When the instance is running, you can connect to it using HTTPS in the browser on port 443. You might need to create a new rule or edit an existing rule to allow traffic on port 443 from your desired IP addresses or IP ranges.

Set up an administrator account for the AWS instance

You must set up an administrator account to manage your Data Catalog instance in the AWS Marketplace.

Before you begin

Before you begin this procedure, you must have an IP address or URL for accessing the Data Catalog instance and an environment that meets the following conditions:
  • an active Data Catalog instance in the AWS Marketplace.
  • traffic allowed on port 443 from your desired IP addresses or IP ranges.

Perform the following steps to set up the account:

Procedure

  1. In a browser, navigate to the Data Catalog IP address or URL resulting from the Launch the Data Catalog AMI instance procedure.

    You must use HTTPS to access the instance.
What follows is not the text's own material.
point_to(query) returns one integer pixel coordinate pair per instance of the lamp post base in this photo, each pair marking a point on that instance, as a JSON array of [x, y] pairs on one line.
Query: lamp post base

You might see a NET::ERR_CERT_AUTHORITY_INVALID error message, due to Data Catalog's self-signed certificate.
  2. Ignore the error and proceed.

    You can add your own certificates to Data Catalog later.You are redirected to the Data Catalog admin account registration page.
  3. On the Create Admin Account page, provide details for the Data Catalog admin user and click Create Account.

    You are logged in to the admin account and see the Data Catalog home page.

Next steps

You can begin using Data Catalog or create accounts for other users in your organization.